His presence at the border worked well as he was there to greet us and made sure we exited Kyrgyzstan without any problems. I am sure that it also increased his social standing with his fellow delegates and impressed his Chinese counterparts when he was seen to be associated with wealthy, well-heeled, foreigners driving dirty Landcruisers.
Leaving Kyrgyzstan and Central Asia marked a turning point in our Silk Road journey, as we drove the 4km of no man’s land toward the Chinese border. Entering China was nothing like any other border crossing we had done so far.
The stacks of forms that we had to fill in before leaving NZ, divulging both personal and vehicle details, and the large amounts of money deposited for vehicle bonds etc, had hopefully all made their way to this relatively remote border post.
The first gate was like Fort Knox, and the guards were quickly on their radios to see if their superiors knew anything about these “Aliens”, as we are called in China, arriving at their border post.
While they were waiting for a definitive answer, our passports were checked, and the obligatory “dumping” of absolutely everything in the trucks was undertaken, and our goods sifted through by at least 10 seemingly apologetic military guards.
This inspection is a normal procedure and was a really good opportunity to have a good look for anything we had misplaced, and a chance to have a bit of a tidy up.
We progress another 5 kms to the Customs and Immigration post proper which was just like any other border post in the eastern world; dirty, dusty and with lots of trucks. What was unusual was the automated passport control machine which spat out an immigration entry form, all nicely typed, and just requiring a signature. I had never seen one of these before, could we be back in civilisation?
Our Chinese guide “Sadik” from Kashgar had arrived with a lot of necessary documentation, and the process of getting into China began. This all went well and it looked like we would be processed in record time as we passed the vehicles through the barrier and into China airspace.
However, a customs man wanted to see engine and chassis numbers and guess what, he was on a two-hour lunch break, and we needed to wait in a customs compound for his arrival.

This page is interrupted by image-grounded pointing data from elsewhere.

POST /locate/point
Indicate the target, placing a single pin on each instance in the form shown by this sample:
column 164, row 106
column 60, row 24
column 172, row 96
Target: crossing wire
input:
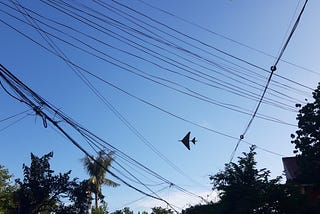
column 273, row 69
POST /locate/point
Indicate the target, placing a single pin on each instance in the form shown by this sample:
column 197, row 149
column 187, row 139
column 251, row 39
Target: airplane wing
column 186, row 140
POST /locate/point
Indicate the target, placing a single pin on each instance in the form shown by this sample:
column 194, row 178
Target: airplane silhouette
column 186, row 140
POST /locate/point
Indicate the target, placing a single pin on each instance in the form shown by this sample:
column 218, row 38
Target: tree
column 41, row 191
column 307, row 141
column 79, row 199
column 6, row 191
column 97, row 170
column 245, row 189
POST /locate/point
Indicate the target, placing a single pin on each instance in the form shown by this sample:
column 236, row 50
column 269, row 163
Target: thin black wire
column 84, row 132
column 206, row 99
column 14, row 115
column 13, row 123
column 201, row 42
column 225, row 37
column 87, row 82
column 120, row 23
column 273, row 69
column 137, row 98
column 55, row 124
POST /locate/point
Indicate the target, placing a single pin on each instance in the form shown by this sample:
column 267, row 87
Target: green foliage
column 160, row 210
column 97, row 170
column 41, row 191
column 307, row 141
column 6, row 191
column 245, row 189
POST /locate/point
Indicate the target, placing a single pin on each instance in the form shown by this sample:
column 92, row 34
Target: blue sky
column 189, row 64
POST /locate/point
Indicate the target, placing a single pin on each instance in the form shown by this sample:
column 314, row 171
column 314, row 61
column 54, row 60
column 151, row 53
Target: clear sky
column 178, row 61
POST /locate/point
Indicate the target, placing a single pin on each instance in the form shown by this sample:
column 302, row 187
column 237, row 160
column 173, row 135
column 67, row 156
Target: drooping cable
column 273, row 69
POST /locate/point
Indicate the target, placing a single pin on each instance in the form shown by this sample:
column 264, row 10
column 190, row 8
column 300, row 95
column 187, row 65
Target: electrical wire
column 140, row 99
column 273, row 69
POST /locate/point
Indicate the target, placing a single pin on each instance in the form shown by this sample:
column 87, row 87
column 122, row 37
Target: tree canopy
column 245, row 189
column 307, row 141
column 6, row 190
column 41, row 191
column 97, row 169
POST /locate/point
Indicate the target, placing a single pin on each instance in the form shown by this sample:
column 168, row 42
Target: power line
column 135, row 97
column 225, row 37
column 195, row 94
column 273, row 69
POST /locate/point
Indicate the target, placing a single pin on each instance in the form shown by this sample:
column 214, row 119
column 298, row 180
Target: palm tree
column 97, row 170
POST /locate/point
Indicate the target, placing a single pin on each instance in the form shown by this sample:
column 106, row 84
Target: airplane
column 186, row 140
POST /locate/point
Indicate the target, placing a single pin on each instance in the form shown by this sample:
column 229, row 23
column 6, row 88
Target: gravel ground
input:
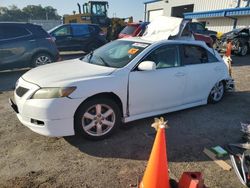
column 30, row 160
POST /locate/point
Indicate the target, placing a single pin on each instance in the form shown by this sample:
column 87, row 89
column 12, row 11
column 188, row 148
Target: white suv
column 123, row 81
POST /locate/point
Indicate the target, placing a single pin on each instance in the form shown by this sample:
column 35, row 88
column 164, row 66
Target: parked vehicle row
column 25, row 45
column 28, row 45
column 108, row 86
column 74, row 37
column 240, row 39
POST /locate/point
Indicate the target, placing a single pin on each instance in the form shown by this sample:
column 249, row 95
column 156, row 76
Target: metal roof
column 241, row 11
column 150, row 1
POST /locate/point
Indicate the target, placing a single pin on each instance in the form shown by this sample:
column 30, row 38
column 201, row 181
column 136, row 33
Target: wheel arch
column 109, row 95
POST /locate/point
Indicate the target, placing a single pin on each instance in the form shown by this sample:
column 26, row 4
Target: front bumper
column 49, row 117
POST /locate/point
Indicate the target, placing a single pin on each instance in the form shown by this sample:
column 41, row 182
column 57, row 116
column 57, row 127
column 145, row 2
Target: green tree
column 35, row 12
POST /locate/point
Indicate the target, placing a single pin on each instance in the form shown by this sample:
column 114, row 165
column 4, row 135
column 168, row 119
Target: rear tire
column 97, row 118
column 216, row 93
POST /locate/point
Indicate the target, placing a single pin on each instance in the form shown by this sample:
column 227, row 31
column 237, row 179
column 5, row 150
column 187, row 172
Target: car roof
column 166, row 41
column 82, row 24
column 17, row 23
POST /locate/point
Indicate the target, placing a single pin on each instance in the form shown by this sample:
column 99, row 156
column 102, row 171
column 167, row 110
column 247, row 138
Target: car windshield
column 128, row 30
column 115, row 54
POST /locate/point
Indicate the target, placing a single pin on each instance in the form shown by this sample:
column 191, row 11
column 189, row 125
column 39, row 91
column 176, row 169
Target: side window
column 79, row 30
column 212, row 58
column 197, row 55
column 199, row 27
column 63, row 31
column 165, row 57
column 9, row 32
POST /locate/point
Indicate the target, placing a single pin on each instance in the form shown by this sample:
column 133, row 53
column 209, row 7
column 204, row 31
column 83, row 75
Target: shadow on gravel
column 210, row 125
column 240, row 61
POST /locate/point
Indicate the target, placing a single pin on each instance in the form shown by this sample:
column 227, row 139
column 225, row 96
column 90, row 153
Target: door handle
column 180, row 74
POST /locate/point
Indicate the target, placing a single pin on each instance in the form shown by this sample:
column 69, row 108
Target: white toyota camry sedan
column 123, row 81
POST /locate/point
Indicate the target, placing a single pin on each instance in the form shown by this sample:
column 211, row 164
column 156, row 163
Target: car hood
column 65, row 72
column 163, row 27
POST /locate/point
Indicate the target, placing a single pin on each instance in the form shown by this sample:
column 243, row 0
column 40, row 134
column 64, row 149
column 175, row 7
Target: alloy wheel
column 98, row 120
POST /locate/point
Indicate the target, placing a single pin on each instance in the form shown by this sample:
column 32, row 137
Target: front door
column 160, row 89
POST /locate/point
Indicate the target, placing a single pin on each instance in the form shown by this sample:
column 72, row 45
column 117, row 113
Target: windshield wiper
column 103, row 61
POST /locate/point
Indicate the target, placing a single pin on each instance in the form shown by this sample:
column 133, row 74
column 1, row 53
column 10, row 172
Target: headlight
column 57, row 92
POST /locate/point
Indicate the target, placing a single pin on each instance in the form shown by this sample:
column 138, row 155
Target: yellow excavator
column 96, row 12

This was all a bit strange and did not follow normal procedure, but to the customs compound we went, as instructed.
Five hours later, after a rainstorm had turned the dusty compound into a 4×4 challenge, we were sent on our way having had the necessary numbers checked.
I can’t categorically deny that some funds changed hands to hasten the process, and which undoubtedly boosted the uniformed gentleman’s daily income.
Not something that often happens these days, but occasionally an informed decision has to be made in the form of a donation to a needy cause, to ensure a process takes place with speed. The officer’s superiors are likely to get to know about his actions via official channels in due time.
The 230km journey downhill to Kashgar, via a lunar landscape, was wet and muddy, making our vehicles look like they had really been overland. Kashgar is one of my favourite cities, one of the key Silk Road intersections of yesteryear, and for us on our intrepid journey, warrants a 3 night stop.
While there we had a chance to discover the quickly disappearing old city areas, see the magnificent bazaars and market areas, and immerse ourselves in the unique lifestyle of the predominant Uighur people. They are Muslims of Persian descent and speak a totally different language. This is a very interesting and eye-opening part of the journey and introduction to the diversity of modern China.
Next, we travel 5,500km across China to Beijing following the Silk Road route via Xi’an in 15 days.